We investigated the potential-energy surface (PES) of the phenylalanyl-glycyl-glycine tripeptide in the gas phase by means of IR/UV double-resonance spectroscopy, and quantum chemical and statistical thermodynamic calculations. Experimentally, we observed four conformational structures and we recorded their IR spectra in the spectral region of 3000-4000 cm(-1). Computationally, we investigated the PES by a combination of molecular dynamics/quenching procedures with high-level correlated ab initio calculations. We found that neither empirical potentials nor various DFT functionals provide satisfactory results. On the other hand, the approximative DFT method covering the dispersion energy yields a reliable set of the most stable structures, which we subsequently investigated with an accurate, correlated ab initio treatment.

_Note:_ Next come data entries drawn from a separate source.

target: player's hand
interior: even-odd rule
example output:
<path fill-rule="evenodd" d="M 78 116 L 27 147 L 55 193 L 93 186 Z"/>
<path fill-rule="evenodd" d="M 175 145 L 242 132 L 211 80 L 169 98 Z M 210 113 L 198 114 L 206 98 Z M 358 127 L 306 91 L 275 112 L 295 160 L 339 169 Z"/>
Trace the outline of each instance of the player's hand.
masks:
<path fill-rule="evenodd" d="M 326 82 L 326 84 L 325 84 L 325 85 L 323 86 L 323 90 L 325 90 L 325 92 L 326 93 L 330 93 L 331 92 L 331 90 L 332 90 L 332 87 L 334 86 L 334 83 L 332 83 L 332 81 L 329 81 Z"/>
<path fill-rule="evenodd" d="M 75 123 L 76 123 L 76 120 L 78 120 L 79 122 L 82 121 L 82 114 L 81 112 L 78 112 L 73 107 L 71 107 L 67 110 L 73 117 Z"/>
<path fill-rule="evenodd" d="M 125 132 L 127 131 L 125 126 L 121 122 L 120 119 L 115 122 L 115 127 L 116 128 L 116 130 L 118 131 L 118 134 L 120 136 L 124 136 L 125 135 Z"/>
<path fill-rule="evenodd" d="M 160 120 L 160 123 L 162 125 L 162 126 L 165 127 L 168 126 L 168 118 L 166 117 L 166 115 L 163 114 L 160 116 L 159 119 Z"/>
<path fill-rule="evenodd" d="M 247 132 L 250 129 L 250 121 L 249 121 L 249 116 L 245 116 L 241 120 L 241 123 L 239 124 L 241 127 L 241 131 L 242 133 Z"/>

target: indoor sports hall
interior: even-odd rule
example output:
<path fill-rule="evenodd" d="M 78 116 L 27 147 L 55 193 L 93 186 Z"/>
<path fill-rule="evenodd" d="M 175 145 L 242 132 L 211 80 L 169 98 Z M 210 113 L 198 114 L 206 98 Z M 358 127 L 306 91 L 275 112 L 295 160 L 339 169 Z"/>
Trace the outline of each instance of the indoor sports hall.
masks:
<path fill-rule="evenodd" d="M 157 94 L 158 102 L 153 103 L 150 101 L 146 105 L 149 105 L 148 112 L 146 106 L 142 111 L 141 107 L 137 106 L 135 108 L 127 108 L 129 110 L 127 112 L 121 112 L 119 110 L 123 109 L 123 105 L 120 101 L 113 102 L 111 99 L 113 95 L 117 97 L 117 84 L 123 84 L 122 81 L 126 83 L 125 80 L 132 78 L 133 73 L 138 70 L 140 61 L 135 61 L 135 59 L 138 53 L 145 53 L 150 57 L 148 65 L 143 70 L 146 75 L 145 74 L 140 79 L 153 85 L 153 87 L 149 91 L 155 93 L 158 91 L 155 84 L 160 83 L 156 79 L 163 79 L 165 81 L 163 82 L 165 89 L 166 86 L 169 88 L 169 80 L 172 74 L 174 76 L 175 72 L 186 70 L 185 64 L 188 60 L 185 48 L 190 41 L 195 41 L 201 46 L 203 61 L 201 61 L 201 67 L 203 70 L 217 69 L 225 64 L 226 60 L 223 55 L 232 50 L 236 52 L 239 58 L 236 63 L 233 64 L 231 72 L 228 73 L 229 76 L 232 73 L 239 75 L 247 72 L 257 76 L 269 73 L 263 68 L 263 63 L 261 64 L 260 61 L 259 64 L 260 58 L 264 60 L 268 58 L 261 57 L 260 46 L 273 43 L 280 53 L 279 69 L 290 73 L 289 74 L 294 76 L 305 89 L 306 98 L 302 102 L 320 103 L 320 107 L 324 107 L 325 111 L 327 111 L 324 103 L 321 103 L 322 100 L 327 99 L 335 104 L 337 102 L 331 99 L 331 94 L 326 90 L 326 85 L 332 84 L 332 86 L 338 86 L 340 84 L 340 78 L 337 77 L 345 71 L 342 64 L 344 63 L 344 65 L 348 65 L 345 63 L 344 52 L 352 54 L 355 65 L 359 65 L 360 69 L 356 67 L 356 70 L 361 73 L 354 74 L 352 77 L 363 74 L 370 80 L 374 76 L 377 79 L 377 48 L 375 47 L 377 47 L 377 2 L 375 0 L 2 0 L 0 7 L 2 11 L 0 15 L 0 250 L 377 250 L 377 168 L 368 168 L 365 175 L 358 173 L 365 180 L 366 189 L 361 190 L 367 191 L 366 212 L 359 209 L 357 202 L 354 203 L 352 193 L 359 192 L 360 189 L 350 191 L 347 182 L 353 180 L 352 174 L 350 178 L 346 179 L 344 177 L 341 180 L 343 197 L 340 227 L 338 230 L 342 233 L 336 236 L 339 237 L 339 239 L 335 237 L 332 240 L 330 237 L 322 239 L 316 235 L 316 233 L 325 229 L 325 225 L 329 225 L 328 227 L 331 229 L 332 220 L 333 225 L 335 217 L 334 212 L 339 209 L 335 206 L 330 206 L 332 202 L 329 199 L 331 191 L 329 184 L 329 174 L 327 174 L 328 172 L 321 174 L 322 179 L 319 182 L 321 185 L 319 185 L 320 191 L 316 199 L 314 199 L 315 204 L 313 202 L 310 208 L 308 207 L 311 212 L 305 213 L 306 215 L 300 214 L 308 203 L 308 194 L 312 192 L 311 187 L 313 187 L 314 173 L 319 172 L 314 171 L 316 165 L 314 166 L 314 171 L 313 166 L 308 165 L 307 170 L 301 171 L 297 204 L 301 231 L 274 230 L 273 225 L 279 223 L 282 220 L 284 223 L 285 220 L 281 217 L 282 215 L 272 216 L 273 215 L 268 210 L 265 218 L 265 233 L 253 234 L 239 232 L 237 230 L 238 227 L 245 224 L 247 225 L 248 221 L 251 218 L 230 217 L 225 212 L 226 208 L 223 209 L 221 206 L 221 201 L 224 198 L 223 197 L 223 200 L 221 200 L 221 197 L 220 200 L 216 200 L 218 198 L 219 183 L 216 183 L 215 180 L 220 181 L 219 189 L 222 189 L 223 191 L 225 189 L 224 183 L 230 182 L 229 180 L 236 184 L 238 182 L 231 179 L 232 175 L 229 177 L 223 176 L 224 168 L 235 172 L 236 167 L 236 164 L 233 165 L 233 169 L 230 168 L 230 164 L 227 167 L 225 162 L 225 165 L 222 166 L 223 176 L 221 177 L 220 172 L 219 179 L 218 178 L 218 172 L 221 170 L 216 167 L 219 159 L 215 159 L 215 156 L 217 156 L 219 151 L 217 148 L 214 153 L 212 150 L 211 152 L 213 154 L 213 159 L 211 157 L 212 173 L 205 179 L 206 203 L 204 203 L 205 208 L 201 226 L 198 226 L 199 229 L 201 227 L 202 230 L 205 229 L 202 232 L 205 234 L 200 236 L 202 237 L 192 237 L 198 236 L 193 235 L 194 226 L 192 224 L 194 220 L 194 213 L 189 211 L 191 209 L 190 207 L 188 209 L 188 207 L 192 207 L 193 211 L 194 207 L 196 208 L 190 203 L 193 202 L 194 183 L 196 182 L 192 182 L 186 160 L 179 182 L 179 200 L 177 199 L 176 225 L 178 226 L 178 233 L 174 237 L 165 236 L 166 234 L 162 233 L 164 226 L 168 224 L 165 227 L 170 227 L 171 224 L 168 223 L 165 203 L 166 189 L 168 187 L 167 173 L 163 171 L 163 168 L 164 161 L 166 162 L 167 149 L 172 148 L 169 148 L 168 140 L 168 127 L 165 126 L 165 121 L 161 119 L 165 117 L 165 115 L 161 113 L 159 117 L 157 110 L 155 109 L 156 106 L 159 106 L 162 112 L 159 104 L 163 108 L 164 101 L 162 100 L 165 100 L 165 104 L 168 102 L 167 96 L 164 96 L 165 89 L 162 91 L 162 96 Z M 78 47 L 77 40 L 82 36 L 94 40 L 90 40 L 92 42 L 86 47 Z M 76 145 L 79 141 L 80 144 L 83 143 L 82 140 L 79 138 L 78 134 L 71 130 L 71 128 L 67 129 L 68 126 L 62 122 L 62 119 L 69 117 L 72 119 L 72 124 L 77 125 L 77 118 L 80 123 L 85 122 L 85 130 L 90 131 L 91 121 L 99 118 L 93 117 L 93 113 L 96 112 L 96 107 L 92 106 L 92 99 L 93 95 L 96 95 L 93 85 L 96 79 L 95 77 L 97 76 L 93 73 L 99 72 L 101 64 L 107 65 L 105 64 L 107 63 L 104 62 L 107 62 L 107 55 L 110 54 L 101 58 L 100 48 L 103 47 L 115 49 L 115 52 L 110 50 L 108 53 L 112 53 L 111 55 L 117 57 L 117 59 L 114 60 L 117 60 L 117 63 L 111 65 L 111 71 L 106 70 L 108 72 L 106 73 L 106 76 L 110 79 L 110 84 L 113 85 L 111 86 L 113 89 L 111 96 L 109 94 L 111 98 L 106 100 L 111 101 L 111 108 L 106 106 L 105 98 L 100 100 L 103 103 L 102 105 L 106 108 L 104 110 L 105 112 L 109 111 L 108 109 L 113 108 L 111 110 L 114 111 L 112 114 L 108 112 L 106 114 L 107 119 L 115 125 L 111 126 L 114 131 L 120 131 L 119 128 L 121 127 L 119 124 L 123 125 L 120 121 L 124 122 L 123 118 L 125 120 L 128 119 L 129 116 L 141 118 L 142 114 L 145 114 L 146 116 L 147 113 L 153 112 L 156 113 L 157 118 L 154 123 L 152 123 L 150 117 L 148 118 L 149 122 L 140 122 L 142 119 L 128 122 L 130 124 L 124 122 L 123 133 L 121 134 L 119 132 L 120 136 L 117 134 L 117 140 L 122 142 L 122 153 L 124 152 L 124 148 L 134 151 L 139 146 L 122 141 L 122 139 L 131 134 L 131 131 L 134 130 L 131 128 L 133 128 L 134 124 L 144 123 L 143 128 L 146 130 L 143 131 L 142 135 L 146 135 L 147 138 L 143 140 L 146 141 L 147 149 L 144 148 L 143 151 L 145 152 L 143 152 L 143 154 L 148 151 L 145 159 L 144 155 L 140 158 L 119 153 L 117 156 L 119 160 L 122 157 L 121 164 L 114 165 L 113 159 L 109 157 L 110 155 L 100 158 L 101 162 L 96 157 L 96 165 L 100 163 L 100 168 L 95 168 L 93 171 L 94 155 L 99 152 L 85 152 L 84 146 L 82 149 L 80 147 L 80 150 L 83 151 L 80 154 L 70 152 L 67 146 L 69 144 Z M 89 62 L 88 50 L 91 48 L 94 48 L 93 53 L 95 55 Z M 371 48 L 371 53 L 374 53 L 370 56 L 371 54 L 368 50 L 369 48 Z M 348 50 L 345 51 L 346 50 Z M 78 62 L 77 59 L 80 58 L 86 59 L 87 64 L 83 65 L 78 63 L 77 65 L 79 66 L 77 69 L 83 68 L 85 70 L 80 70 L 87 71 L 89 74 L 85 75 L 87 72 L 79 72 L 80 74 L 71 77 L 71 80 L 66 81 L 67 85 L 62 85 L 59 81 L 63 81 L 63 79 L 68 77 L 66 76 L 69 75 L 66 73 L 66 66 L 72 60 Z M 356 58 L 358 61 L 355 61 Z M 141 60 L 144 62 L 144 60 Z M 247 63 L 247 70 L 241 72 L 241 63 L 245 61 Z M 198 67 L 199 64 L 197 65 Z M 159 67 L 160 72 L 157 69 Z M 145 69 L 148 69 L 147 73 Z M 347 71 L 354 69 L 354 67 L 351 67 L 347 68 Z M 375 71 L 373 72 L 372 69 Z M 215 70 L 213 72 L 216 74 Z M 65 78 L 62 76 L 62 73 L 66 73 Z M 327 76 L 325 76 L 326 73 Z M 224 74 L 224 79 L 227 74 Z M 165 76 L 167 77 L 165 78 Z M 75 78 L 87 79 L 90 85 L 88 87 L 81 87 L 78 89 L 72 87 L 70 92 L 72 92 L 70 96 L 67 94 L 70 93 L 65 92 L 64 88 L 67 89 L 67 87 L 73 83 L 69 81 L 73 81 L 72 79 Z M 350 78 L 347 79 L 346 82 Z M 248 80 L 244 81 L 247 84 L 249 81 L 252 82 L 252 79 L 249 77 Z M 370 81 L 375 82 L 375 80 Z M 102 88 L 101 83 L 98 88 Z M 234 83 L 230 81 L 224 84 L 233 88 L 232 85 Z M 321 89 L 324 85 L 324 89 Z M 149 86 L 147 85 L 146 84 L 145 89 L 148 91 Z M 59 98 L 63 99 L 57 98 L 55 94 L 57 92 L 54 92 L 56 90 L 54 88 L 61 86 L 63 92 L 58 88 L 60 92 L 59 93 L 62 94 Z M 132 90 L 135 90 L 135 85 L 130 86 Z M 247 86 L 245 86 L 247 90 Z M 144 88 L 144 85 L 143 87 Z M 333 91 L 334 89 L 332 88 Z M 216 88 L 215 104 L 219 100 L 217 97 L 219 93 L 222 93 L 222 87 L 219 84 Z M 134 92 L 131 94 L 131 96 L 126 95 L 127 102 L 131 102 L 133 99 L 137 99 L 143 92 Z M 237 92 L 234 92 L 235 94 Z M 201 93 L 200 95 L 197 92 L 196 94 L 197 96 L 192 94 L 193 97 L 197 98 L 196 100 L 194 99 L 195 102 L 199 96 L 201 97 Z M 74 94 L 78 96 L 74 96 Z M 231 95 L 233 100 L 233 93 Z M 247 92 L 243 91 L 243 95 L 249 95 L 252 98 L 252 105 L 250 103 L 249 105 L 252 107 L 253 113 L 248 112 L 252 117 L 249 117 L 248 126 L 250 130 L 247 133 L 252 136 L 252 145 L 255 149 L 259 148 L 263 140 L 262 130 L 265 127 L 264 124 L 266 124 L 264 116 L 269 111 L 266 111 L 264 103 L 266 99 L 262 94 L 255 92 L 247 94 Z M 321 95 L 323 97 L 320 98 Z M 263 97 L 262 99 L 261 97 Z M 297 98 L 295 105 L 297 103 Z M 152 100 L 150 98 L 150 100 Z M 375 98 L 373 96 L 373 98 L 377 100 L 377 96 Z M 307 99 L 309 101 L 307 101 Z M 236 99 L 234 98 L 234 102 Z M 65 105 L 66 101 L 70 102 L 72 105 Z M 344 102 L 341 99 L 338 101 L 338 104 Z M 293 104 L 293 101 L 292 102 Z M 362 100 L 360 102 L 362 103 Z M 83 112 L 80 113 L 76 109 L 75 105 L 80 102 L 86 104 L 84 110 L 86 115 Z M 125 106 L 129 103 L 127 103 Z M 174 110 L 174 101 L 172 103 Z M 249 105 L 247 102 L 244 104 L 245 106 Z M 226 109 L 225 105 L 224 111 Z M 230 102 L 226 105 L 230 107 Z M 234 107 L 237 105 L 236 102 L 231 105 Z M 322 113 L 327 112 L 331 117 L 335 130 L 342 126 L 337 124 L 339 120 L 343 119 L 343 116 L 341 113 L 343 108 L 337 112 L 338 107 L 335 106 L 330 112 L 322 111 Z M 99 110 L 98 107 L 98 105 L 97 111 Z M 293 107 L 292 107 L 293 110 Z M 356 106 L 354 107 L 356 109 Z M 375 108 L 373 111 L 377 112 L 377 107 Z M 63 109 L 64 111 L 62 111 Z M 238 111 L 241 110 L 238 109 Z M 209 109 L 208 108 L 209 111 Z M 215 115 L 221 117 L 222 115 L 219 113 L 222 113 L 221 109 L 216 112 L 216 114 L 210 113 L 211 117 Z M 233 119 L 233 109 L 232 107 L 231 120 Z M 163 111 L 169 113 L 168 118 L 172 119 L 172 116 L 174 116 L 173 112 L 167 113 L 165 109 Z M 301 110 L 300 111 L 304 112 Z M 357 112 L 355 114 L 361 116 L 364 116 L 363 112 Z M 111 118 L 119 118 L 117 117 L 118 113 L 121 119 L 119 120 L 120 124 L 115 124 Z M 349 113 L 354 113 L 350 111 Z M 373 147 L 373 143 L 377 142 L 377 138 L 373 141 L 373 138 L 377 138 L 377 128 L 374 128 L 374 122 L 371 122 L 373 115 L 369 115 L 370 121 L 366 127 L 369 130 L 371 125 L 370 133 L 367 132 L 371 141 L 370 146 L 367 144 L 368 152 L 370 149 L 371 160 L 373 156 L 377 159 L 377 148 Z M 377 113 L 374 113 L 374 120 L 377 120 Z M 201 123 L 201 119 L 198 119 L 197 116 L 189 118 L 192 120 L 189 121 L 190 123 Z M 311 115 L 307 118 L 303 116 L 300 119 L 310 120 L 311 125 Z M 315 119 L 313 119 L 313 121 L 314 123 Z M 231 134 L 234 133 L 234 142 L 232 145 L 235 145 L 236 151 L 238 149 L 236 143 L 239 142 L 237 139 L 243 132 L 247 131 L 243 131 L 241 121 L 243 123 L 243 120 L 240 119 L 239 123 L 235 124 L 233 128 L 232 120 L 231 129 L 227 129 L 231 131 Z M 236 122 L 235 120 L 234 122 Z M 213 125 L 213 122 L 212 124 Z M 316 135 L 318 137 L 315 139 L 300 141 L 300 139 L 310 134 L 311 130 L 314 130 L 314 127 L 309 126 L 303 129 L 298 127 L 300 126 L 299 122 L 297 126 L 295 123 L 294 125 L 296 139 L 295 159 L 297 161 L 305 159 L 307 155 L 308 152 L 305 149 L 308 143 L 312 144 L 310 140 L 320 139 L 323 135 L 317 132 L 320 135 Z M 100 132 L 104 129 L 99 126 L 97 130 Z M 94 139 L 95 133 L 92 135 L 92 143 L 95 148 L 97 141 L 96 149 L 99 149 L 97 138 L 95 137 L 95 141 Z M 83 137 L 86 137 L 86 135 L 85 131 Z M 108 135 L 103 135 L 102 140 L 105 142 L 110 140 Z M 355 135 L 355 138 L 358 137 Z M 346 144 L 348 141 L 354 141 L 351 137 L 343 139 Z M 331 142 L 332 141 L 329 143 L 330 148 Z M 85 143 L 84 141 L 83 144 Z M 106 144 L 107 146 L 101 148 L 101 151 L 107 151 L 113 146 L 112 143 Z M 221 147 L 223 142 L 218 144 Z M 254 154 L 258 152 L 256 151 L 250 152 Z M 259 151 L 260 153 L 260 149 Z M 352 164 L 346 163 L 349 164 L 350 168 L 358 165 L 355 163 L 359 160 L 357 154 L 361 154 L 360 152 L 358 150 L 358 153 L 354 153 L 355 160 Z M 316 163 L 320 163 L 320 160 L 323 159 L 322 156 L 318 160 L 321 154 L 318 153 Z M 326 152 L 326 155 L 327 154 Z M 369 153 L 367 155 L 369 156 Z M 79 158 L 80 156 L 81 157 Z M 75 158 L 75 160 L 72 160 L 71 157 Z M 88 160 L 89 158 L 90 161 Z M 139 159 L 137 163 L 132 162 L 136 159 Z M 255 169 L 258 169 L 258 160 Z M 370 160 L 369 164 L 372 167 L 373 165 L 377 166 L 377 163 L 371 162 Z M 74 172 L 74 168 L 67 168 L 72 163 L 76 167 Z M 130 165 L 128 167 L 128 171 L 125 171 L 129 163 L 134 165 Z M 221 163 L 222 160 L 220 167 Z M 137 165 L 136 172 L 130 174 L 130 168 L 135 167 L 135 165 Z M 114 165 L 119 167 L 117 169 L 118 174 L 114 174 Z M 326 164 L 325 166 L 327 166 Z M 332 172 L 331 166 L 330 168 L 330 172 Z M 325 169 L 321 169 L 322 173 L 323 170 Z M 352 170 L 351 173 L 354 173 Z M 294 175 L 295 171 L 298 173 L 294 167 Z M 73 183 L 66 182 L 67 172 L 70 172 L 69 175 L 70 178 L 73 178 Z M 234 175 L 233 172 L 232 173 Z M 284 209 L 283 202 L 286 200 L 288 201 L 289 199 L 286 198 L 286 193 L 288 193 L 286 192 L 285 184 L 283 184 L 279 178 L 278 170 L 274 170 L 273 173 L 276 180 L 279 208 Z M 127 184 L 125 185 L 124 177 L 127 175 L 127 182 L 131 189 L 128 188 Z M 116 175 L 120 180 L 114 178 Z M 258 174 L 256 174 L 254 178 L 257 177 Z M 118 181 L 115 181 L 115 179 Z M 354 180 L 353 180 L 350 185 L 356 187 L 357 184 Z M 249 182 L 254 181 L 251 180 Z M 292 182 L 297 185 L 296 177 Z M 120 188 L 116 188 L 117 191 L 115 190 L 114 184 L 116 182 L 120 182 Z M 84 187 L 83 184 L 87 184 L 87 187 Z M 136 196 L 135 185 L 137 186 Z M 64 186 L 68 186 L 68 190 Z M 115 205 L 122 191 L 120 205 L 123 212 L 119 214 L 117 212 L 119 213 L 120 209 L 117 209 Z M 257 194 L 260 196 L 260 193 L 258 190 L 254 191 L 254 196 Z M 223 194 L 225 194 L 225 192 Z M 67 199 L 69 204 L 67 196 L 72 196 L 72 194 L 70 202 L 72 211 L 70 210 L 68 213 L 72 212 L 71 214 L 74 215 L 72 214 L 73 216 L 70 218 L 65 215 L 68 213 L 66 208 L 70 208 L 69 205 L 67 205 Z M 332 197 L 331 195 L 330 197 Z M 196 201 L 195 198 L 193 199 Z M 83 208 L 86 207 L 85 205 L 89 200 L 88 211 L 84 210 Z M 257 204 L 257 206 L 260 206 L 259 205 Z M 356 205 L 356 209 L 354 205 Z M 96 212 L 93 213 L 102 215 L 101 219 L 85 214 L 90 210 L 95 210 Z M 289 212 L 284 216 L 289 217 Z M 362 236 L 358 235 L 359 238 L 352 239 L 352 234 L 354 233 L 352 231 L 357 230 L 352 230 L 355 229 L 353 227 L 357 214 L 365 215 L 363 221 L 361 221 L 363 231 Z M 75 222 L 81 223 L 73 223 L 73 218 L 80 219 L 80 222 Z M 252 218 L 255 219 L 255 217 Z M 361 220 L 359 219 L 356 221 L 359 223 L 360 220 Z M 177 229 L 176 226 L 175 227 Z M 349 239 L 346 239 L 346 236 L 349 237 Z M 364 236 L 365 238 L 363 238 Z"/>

The global minimum contains three moderately strong intramolecular hydrogen bonds and is mainly stabilized by London dispersion forces between the phenyl ring, the carboxylic acid group, and various peptide bonds. A proper description of the last type of interaction requires accurate correlated ab initio calculations, including the complete basis set limit of the MP2 method and CCSD(T) correction terms. Since in our beam experiments the conformations are frozen by cooling from a higher temperature, it is necessary to localize the most stable structures on the free-energy surface rather than on the PES. We used two different procedures (rigid rotor/harmonic oscillator/ideal gas approximation based on ab initio characteristics and evaluation of relative populations from the molecular dynamic simulations using the AMBER potential) and both yield four structures, the global minimum and three local minima. These four structures were among the 15 most energetically stable structures obtained from accurate ab initio optimization. The calculated IR spectra for these four structures agree well with the experimental frequencies, which validates the localization procedure.
我们通过红外/紫外双共振光谱法以及量子化学和统计热力学计算,研究了气相中苯丙氨酰 - 甘氨酰 - 甘氨酸三肽的势能面(PES)。实验上,我们观测到了四种构象结构,并记录了它们在3000 - 4000 cm⁻¹光谱区域的红外光谱。计算方面,我们通过分子动力学/猝灭程序与高水平相关从头算相结合的方法研究了PES。我们发现经验势和各种密度泛函理论(DFT)泛函都不能提供令人满意的结果。另一方面,涵盖色散能的近似DFT方法产生了一组可靠的最稳定结构,随后我们用精确的相关从头算处理对其进行了研究。全局最小值包含三个中等强度的分子内氢键,并且主要通过苯环、羧酸基团和各种肽键之间的伦敦色散力得以稳定。对最后一种相互作用类型的恰当描述需要精确的相关从头算计算,包括MP2方法的完整基组极限和CCSD(T)校正项。由于在我们的束流实验中,构象是通过从较高温度冷却而冻结的,因此有必要在自由能面上而不是在PES上定位最稳定的结构。我们使用了两种不同的程序(基于从头算特征的刚性转子/谐振子/理想气体近似以及使用AMBER势从分子动力学模拟中评估相对丰度),两者都产生了四种结构,即全局最小值和三个局部最小值。这四种结构在通过精确从头算优化得到的15个能量最稳定的结构之中。这四种结构的计算红外光谱与实验频率吻合得很好,这验证了定位程序。